Involvement of fatty acids in the response to high CO2 and low temperature in harvested strawberries

Abstract Fatty acids (FAs) play important roles in membrane fluidity, energy status and the production of specific FA-dependent esters. However, little is known about the modifications in FAs induced by high CO 2 that can improve fruit quality and prevent the disorders associated with storage at low temperature. For this purpose, total, free and esterified FAs in neutral and polar lipid fractions were characterized and quantified and their relationship with straight-chain esters was examined in strawberries treated with high doses of CO 2 and different times of exposure during early storage at 0 °C. In strawberries stored without added CO 2 (T1), storage at 0 °C led to an imbalance in the saturated/unsaturated ratio of polar lipids, mainly due to the decrease in the amount of saturated fatty acids (SFA).
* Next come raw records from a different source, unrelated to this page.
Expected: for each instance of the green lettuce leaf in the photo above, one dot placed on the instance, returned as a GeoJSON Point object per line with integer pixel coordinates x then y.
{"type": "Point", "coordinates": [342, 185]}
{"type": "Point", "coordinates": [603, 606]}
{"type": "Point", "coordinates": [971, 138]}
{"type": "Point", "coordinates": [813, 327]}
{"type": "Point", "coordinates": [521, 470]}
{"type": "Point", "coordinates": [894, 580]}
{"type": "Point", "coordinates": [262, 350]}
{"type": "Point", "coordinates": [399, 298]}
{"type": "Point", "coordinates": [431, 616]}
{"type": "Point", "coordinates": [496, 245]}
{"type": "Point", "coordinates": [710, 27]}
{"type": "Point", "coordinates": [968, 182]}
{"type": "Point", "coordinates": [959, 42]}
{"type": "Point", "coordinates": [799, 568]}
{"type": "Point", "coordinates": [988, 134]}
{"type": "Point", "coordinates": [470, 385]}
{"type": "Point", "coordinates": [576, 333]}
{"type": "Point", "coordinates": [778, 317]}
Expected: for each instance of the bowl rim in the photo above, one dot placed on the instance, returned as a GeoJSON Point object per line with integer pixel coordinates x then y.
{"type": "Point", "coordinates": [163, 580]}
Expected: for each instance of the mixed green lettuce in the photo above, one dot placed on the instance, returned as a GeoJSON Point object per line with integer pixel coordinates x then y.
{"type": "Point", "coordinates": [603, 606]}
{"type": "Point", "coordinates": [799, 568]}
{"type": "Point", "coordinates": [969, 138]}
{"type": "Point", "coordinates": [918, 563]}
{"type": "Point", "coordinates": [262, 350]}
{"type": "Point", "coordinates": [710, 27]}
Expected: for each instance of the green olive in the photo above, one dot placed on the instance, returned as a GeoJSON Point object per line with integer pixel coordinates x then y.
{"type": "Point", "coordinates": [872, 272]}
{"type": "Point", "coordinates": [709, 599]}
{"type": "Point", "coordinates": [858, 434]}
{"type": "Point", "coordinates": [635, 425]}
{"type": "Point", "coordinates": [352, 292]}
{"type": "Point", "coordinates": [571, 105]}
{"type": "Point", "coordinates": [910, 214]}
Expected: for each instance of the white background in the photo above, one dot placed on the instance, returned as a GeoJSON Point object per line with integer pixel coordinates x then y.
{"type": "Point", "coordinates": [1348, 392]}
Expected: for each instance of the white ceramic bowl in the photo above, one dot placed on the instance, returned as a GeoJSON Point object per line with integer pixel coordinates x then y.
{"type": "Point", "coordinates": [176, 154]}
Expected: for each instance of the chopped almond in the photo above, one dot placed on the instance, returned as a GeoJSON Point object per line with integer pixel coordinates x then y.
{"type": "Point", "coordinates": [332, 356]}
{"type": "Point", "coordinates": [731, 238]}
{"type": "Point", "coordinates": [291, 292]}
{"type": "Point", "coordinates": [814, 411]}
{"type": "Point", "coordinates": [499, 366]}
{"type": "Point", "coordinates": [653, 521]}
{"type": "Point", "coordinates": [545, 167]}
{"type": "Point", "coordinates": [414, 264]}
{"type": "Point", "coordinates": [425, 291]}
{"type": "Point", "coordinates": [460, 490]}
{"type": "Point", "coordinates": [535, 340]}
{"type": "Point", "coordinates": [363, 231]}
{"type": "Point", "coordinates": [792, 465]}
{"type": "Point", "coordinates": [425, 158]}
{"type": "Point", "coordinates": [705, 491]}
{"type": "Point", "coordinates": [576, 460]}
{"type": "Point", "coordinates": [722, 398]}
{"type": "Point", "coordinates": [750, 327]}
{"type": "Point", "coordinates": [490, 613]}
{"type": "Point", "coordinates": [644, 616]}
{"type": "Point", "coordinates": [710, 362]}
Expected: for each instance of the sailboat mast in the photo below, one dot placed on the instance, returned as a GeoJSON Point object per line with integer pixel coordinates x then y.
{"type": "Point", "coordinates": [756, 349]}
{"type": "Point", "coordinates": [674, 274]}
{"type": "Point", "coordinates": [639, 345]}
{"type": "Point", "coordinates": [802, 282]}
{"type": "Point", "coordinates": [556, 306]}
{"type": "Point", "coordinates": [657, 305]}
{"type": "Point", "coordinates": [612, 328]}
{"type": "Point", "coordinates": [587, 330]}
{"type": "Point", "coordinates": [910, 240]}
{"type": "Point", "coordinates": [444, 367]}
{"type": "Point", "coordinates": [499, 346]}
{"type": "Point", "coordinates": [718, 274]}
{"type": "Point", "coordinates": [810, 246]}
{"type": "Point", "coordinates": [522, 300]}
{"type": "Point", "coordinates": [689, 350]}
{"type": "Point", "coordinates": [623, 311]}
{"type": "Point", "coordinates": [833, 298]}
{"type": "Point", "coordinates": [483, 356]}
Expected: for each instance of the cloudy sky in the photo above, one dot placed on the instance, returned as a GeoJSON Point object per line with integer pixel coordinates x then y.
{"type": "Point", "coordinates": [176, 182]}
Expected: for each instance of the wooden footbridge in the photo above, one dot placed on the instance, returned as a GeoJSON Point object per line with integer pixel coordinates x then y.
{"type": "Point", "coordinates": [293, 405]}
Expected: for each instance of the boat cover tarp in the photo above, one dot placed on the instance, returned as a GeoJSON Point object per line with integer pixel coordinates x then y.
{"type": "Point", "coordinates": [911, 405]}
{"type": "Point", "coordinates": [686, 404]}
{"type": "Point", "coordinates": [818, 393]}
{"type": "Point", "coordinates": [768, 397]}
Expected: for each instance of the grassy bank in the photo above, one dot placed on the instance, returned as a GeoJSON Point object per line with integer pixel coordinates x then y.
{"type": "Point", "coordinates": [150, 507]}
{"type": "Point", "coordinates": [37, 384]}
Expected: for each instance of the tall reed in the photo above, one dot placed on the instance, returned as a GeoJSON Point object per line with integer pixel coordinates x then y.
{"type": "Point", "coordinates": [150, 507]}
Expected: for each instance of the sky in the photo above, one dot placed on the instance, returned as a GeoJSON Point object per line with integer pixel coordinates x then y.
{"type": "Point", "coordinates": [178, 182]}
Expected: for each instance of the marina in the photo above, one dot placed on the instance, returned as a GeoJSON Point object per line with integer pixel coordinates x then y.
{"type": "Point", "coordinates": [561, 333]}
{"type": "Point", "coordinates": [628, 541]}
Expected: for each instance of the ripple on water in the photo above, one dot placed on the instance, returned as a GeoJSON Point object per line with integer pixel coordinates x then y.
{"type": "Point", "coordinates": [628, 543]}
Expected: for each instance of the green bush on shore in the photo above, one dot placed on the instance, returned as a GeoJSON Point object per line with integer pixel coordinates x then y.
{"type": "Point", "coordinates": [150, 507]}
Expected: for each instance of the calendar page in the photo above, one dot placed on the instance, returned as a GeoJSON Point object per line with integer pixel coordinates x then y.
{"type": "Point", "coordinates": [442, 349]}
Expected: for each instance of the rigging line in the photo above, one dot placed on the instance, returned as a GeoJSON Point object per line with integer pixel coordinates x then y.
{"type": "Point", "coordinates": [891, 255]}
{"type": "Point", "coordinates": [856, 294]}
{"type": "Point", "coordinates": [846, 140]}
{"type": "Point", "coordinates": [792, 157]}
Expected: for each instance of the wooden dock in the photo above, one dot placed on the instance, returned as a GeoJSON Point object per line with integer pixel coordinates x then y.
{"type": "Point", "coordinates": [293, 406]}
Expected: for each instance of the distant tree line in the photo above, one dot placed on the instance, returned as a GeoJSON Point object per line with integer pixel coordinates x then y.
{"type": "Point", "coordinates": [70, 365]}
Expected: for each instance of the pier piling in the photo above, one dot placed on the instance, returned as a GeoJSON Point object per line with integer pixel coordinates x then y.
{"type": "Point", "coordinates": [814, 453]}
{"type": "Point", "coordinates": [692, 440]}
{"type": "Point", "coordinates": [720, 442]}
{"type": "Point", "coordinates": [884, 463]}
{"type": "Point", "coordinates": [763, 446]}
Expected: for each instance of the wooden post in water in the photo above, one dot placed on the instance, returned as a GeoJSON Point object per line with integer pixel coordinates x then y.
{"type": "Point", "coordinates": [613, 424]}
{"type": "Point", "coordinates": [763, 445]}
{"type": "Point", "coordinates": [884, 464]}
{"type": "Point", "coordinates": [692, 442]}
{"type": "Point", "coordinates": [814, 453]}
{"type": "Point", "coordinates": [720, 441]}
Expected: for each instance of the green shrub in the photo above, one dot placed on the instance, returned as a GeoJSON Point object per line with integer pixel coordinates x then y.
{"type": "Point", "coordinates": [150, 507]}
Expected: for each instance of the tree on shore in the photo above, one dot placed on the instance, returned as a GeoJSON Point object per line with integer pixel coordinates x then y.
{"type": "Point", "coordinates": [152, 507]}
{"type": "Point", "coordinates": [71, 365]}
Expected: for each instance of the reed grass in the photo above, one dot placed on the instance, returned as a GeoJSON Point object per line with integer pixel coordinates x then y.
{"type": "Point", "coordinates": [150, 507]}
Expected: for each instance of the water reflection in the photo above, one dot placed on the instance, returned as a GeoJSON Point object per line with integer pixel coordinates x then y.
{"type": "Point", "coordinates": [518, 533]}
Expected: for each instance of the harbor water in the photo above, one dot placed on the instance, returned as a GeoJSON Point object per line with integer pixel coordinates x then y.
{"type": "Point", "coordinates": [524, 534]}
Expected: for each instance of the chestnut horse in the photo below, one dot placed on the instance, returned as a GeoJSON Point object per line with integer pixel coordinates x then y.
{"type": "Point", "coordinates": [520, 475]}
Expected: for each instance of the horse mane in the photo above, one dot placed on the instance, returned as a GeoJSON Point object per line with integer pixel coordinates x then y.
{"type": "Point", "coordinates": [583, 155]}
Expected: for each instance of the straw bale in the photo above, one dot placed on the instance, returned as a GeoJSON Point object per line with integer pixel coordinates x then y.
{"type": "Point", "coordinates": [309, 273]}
In addition, a decrease in the amount of free polyunsaturated fatty acids (PUFA) linked to a prevalence of butanoates and hexanoates esterified to long alcohols was observed. A strong negative correlation (P ≤ 0.01; r ≥ 0.7) between butanoate esters and free PUFA was quantified. In contrast, the application of 2 d 20 kPa CO 2 treatment (T2), increased the amount of PUFA from the neutral and polar fractions, with a preference for α-linolenic acid (18:3n3) which results in a rise in the 18:3/18:2 ratio, and which can confer membrane stability and fluidity. Furthermore, our results also showed a strong positive correlation (P ≤ 0.01; r ≥ 0.75) between α-linolenic acid (18:3n3) of polar lipids and some ethyl esters that contribute mostly to the aroma in strawberries. However, 3 d 40 kPa CO 2 treatment (T4) depleted the content of FAs from all the lipid fractions in association with deficit ATP levels and an increased lipid peroxidation. These results suggest an active lipid breakdown which could play a causal role in the reported increased leakage of cellular water into intercellular air spaces in stressed-CO 2 fruit. Taken together, our results provide new insights into the beneficial effect of 2 d 20 kPa CO 2 treatment at 0 °C on the enhancement of PUFA in the polar lipid fraction and on the emission of esters other than ethyl acetate, which could improve membrane fluidity and could contribute to enriching aroma in strawberries.